Data protection & GDPR on the Isle of Man
This website is intended as a guide, and should not be construed as legal advice or an authoritative statement of the law.
Organisations and individuals should take independent advice.
What is GDPR?
GDPR stands for General Data Protection Regulation. This is an EU law.
The GDPR sets out the rights of the individual and establishes the obligations of those processing and those responsible for controlling and holding data. It also establishes the methods for ensuring compliance as well as the scope of sanctions and penalties for those in breach of the rules.
Key parts of the GDPR include a widened definition of personal data, new obligations for processors as well as boosted rights for individuals.
The Isle of Man needs to implement the GDPR into its law by 25th May so that it can continue to do business with EU countries.
The GDPR will be implemented in the Isle of Man using an Order made under a new Data Protection Bill which enables the Isle of Man to bring in EU law relating to data protection.
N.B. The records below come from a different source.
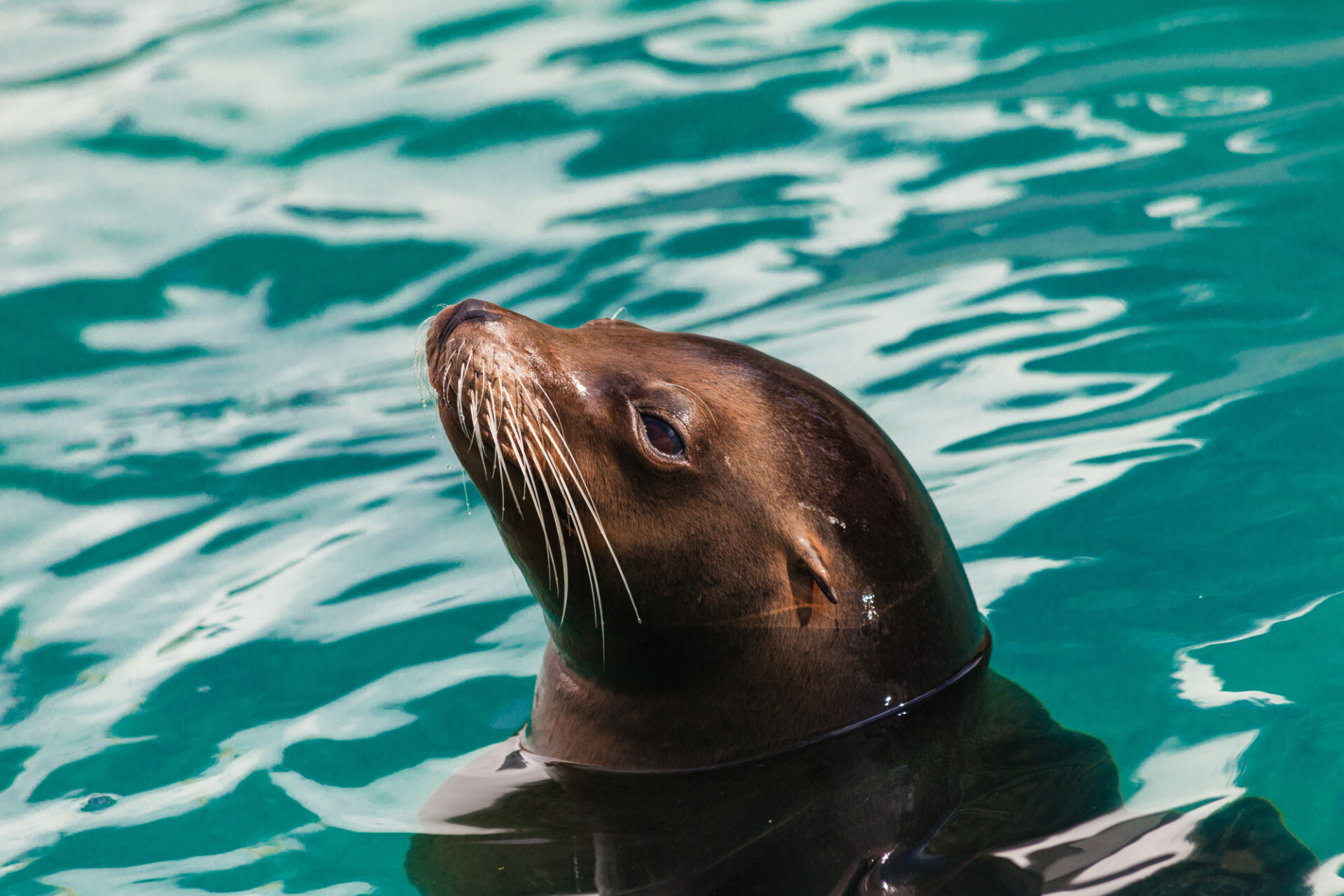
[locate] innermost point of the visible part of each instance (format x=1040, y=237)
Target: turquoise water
x=1082, y=262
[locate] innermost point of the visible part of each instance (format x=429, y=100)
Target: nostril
x=470, y=309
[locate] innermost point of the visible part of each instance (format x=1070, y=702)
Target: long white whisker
x=559, y=531
x=581, y=485
x=461, y=378
x=530, y=486
x=582, y=539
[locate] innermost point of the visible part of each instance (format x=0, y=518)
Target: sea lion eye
x=662, y=435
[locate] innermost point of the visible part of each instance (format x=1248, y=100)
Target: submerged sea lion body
x=766, y=672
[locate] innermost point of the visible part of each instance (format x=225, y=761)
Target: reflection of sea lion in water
x=749, y=593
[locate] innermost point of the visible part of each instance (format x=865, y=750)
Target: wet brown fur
x=727, y=644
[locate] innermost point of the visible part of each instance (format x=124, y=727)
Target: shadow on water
x=976, y=792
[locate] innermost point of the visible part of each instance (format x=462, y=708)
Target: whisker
x=559, y=531
x=581, y=485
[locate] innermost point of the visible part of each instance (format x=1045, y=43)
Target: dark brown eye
x=663, y=437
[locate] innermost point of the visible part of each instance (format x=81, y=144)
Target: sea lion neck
x=729, y=552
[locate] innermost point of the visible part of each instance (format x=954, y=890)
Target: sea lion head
x=705, y=527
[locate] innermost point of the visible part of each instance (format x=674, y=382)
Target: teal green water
x=1082, y=261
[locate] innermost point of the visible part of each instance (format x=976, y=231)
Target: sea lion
x=732, y=556
x=766, y=672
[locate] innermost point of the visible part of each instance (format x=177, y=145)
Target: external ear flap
x=808, y=580
x=811, y=561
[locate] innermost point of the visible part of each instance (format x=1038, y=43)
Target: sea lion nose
x=470, y=309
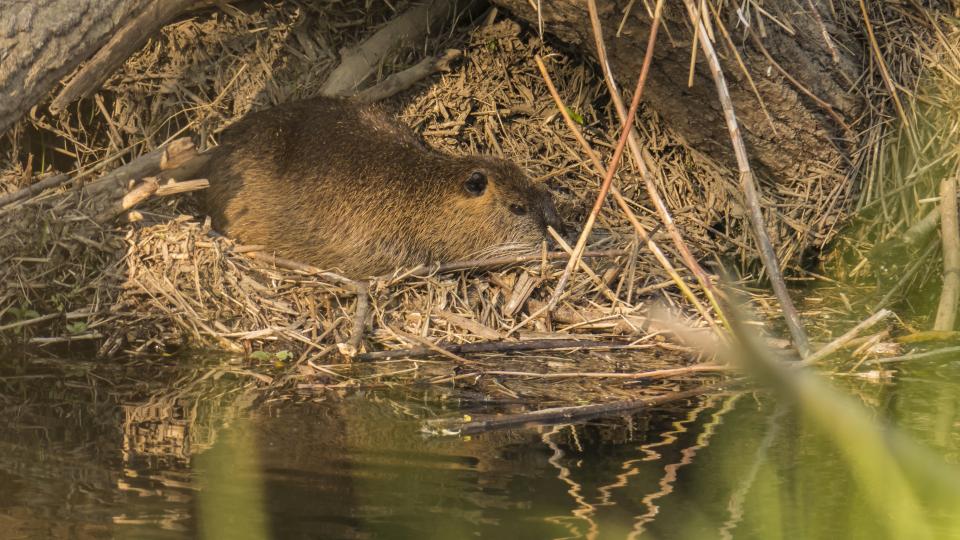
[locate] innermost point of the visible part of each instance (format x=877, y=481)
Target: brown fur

New data protection provisions will be in a set of regulations which set out all the data protection procedures and powers of the Information Commissioner.
These were previously in the Data Protection Act 2002.
GDPR sits alongside the EU's Law Enforcement Directive (LED), which contains similar provisions for organisations processing data for crime prevention, investigation and law enforcement.
The legislative approach
The Isle of Man's approach is different from that of the UK, Jersey and Guernsey as we are starting from a different constitutional position with different requirements.
The Isle of Man will introduce a short Data Protection Bill, giving specific powers to introduce EU data protection as part of Manx law – after approval by Tynwald – and then implemented with any necessary Regulations.
So it is these Regulations which will contain the legal essence of the Island's approach to GDPR and which should be read as a replacement for the existing Data Protection Act 2002.
This approach ensures that the Island's legislative position is equivalent to the GDPR so that we can meet EU requirements, but it will also allow more flexibility in future.